In Racechanges: White Skin, Black Face in American Culture, IU's Susan Gubar -- who transformed the way we think about women's literature as co-author of The Madwoman in the Attic -- turns her attention to the incendiary issue of race. Acknowledging the legacy of minstrelsy, she explores cross-racial impersonations and imitations in modern American film, fiction, poetry, painting, photography and journalism.
"The thinking for this book really began when I was reading Toni Morrison's pioneering work, Playing in the Dark," Gubar explained. "Part of that book deals with Ernest Hemingway's Garden of Eden, in which the white heroine attempts to transform herself into an African girl as well as a boyish twin of her husband. In the second volume of No Man's Land: The Place of the Woman Writer in the Twentieth Century, Sandra Gilbert and I had discussed Garden of Eden in terms of sexual transmutation, entirely ignoring the heroine's experiments on the color line.
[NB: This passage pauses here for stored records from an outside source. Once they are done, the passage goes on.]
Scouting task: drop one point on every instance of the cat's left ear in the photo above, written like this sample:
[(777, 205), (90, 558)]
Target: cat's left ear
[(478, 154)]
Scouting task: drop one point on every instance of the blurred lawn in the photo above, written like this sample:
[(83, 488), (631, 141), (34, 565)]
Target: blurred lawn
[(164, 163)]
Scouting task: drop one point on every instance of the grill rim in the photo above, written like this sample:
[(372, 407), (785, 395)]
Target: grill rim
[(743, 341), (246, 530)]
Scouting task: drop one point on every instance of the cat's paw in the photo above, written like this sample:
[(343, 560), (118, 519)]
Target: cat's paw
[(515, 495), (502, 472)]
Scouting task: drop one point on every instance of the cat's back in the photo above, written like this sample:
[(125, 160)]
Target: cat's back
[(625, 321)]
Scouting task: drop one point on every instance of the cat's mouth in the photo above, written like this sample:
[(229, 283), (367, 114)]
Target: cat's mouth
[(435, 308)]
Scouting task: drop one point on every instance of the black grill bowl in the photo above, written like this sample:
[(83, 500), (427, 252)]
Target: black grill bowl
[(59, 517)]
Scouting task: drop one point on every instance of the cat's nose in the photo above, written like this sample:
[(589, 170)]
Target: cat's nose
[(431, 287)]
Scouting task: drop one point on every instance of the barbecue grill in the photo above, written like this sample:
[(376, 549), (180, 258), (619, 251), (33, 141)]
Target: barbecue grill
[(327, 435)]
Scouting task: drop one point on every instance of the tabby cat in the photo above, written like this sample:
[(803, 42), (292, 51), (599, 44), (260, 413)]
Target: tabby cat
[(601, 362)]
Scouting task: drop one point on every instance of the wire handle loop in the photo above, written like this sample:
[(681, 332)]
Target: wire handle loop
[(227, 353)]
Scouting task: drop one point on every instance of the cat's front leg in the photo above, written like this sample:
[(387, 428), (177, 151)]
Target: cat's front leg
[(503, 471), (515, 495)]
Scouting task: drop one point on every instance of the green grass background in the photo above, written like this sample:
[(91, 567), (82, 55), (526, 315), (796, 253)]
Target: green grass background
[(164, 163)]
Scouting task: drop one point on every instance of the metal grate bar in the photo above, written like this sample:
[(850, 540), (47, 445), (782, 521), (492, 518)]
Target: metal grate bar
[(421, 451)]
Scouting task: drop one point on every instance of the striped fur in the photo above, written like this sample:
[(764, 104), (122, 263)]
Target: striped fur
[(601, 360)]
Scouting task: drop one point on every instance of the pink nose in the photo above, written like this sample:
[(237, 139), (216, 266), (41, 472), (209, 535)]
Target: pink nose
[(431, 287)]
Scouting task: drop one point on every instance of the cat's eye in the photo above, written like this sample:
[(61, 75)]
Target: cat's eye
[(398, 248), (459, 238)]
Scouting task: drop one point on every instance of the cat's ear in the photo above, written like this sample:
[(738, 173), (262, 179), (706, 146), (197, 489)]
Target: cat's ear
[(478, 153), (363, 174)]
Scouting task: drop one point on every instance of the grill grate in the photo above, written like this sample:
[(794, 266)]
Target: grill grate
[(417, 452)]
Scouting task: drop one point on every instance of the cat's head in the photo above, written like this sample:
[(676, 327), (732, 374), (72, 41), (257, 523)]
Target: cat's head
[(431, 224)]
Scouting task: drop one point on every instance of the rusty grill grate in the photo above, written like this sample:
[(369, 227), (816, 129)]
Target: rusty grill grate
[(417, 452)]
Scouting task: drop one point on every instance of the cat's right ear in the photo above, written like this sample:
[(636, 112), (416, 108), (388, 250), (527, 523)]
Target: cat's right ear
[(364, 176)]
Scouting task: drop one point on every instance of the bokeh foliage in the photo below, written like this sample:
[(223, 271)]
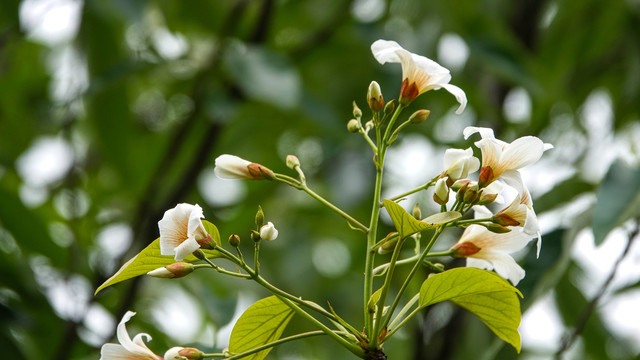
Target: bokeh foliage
[(262, 79)]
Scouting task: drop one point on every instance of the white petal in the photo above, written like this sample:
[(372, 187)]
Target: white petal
[(172, 354), (186, 248), (451, 156), (461, 97), (385, 51), (481, 212), (521, 152), (115, 352), (506, 267), (484, 132), (195, 226)]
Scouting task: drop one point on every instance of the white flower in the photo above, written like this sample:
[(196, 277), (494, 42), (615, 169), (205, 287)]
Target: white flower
[(487, 250), (180, 230), (128, 349), (233, 167), (441, 191), (419, 74), (459, 163), (268, 232), (174, 354), (503, 159)]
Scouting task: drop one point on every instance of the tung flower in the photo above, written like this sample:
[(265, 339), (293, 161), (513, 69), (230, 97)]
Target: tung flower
[(268, 232), (487, 250), (419, 74), (128, 349), (233, 167), (500, 158), (180, 230), (459, 163)]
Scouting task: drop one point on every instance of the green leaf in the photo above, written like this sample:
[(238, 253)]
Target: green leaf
[(442, 218), (483, 293), (150, 259), (618, 199), (407, 225), (262, 323)]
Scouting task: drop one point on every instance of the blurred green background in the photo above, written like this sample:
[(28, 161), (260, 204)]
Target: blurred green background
[(112, 112)]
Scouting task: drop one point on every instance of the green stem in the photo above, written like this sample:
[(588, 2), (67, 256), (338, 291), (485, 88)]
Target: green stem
[(301, 186), (371, 236), (403, 311), (266, 346), (412, 273), (413, 191), (383, 294), (369, 141)]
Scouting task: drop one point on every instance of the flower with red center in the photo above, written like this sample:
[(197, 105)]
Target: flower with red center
[(233, 167), (181, 230), (502, 159), (419, 74), (487, 250), (128, 349)]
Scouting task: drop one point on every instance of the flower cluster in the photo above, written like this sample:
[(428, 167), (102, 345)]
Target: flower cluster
[(489, 245)]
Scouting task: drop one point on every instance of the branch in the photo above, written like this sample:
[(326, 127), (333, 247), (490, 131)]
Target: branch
[(591, 306)]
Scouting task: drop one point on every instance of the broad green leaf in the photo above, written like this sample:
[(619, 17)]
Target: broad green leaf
[(483, 293), (407, 225), (618, 199), (150, 259), (442, 218), (262, 323)]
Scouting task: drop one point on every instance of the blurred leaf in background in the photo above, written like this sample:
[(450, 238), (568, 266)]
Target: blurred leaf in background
[(112, 112)]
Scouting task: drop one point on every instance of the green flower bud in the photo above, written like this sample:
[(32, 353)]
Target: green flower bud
[(419, 116), (374, 97), (234, 240), (354, 126), (390, 107), (292, 161), (357, 113), (259, 217)]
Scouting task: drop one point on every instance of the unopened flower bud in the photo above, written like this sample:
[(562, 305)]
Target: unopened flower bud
[(464, 249), (460, 186), (292, 161), (357, 113), (485, 177), (259, 217), (419, 116), (416, 213), (504, 220), (268, 232), (259, 172), (234, 240), (374, 97), (471, 194), (354, 126), (389, 243), (498, 229), (441, 192), (191, 354), (172, 271), (368, 126), (390, 107), (486, 199)]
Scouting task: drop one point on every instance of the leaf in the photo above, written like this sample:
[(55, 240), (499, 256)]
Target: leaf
[(442, 218), (483, 293), (262, 323), (407, 225), (150, 259), (618, 199)]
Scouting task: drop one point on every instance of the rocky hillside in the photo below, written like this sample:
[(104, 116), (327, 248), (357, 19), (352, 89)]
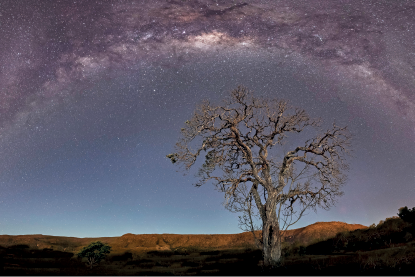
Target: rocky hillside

I was shocked by my own blindness, that I had missed this. So, in writing the book I was trying to understand and come to terms with this."
To admit blindness on her part regarding transracial crossing puts Gubar in the company of many other academics. As she puts it in the preface to Racechanges: "Not only has the blatant racism of minstrelsy made white impersonations of blacks seem shameful, it has also spilled over to discourage scholarship about its ongoing impact on American culture."
Some critics would go so far as to say that only women should write feminist criticism, while blacks alone are qualified to produce works on African-American studies and that one must be gay to write about gay issues.
By foregrounding cross-racial and transsexual imagery, Gubar disarms this argument and helps foster understanding about the impossibility of ghettoizing scholarship or literature along racial and sexual lines.
"I'm very aware when teaching African-American literature, particularly at IU, of speaking as a white person," Gubar said. "I think it's important for us to begin to understand that whiteness is a racial category, not an invisible default position for universality. I think that being able to say you're speaking as a white person about either whiteness or blackness helps foreground the issues.
In Racechanges, Gubar shows that while many blacks were forced to adopt white masks as a means to gain equal rights, whites engaged in transracial crossing willingly, even desirously.
"I think there is a trajectory in the 20th century in terms of cross-racial impersonation," Gubar said. "It begins with mockery of African Americans by white people, then it moves toward a kind of mimicry based on admiration, then, finally, to a sense of mutuality. I think white people are becoming increasingly aware of their envy of, or admiration of, or attraction toward black culture. It's becoming a little less embarrassing for whites to somehow admit what's always been there anyway."
In addition to its detailed scholarly examination, Racechanges contains a stunning array of illustrations -- paintings, photographs, film stills and computer graphics -- that help shed new light on the persistent pervasiveness of racism, even as it holds out exciting possibilities for lessening the distance between blacks and whites.
In 1973, two young and brand-new faculty members got into an elevator in IUB's Ballantine Hall, introduced themselves and started a conversation. They haven't stopped talking since.
That inital conversation, between Susan Gubar, now a Distinguished Professor of English at IUB, and Sandra Gilbert, a poet and professor at the University of California-Davis, was the beginning of a collaboration that has sustained itself for nearly a quarter century.
Gilbert and Gubar, as they are referred to in American letters, have made an indelible mark on feminist literary criticism and the teaching of literature by women. Racechanges is Gubar's first solo book. Says Pulitzer Prize winner Toni Morrison: "Professor Gubar's readings are marvels of precision and insight. This is brilliant scholarship of tremendous significance."